Auch Gerhard Richter ist auf der Art Basel vertreten.
dpa 5 Auch Gerhard Richter ist auf der Art Basel vertreten.
Die schwebenden Koffer von Chiharu Shiota.
dpa 5 Die schwebenden Koffer von Chiharu Shiota.
Die schwebenden Koffer von Chiharu Shiota.
dpa 5 Die schwebenden Koffer von Chiharu Shiota.

Was soll man von diesem Kerl mit Schweinskopf halten? Der Eber im Manne? Eine Kollegen-Sau? Das knallhart kalkulierende Business-Schwein? Egal, was sich Stephan Balkenhol bei seiner typischen Holzfigur nun gedacht hat, die Geschäfte laufen – pardon – saumäßig gut auf der Art Basel. Gleich nach dem Aufbau ging Paul McCarthys „Tomato Head“ aus dem Jahre 1994 für 4,75 Millionen Dollar (4,2 Mio. Euro) an einen fixen Käufer aus den USA. Dagegen ist Balkenhols Schweinekopf mit 45 000 Euro am Stand des Münchner Galeristen Rüdiger Schöttle schon fast günstig.

Dessen Mitarbeiterinnen lächeln denn auch zufrieden, und da sind sie nicht allein. Die 286 Galerien aus 88 Ländern werden in diesem Jahr erneut Rekordzahlen verkünden, so viel ist gewiss. Manche machen auf der wichtigsten Kunstmesse der Welt in nur sieben Tagen mehr als die Hälfte ihres jährlichen Umsatzes.

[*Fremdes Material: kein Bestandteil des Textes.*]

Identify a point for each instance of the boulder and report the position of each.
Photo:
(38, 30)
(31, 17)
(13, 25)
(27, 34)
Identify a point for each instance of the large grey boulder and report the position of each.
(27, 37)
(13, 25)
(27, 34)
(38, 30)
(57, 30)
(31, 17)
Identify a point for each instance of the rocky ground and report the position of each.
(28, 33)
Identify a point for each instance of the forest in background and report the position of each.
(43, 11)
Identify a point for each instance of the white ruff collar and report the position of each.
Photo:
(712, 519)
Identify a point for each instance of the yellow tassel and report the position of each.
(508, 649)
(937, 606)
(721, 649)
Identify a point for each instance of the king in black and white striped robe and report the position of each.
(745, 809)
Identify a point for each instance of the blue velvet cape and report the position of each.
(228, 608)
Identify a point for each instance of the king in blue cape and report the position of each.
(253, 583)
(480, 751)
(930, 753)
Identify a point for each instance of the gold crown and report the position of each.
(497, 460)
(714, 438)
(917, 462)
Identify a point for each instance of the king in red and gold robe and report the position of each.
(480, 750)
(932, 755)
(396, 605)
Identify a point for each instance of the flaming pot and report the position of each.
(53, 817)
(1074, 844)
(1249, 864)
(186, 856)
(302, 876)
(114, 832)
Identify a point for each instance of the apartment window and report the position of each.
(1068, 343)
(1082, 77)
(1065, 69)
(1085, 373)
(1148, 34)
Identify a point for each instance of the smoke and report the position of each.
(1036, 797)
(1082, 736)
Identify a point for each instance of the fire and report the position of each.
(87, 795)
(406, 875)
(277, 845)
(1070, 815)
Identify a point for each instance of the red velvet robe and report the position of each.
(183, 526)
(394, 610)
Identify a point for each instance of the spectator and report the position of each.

Überhaupt ist erstaunlich, was noch an Klassikern aus dem Hut gezaubert wird. Das mag nicht in jedem Fall Museumsqualität haben, aber zunächst zählt der Name. Und es ist ja Formidables dabei wie etwa ein rarer Francis Bacon bei Marlborough. Der Picasso-Nachschub funktioniert dafür wie geschmiert, schön, dass der Mann bis ins hohe Alter so produktiv war. Auch Twomblys sind hier keine Seltenheit, und selbst Dubuffets sieht man in größeren Mengen. Branchen-Gigant Gagosian hat sowieso nur teuerste Ware – Investment! – wie einen abstrakten Gerhard Richter im prallen Koffer.

Quietschbuntes

Was man sonst sieht? Viele Blumen, es muss am wachstumsfördernden Basler Dauerregen liegen, auch wenn die meist quietschbunten Exemplare – zum Beispiel von Jeff Koons bei Mnuchin, New York, oder der fabelhaften Natalie Djurberg – aus Kunststoff sind. Stellenweise kommt man sich eh vor wie im aufgepoppten Bonbonladen. Und dann muss es vor allem groß sein. Für den gut fünf Meter langen Robert Motherwell, den die Zürcher Galerie Gmurzynska im Angebot hat, braucht man das Extra-Large-Loft. Doch das sollte bei eventuellen Abnehmern nicht das Problem sein. Ausladendes geht halt besser ins Auge. Das haben besonders die Vertreter der „jüngeren Positionen“ im Obergeschoss verinnerlicht.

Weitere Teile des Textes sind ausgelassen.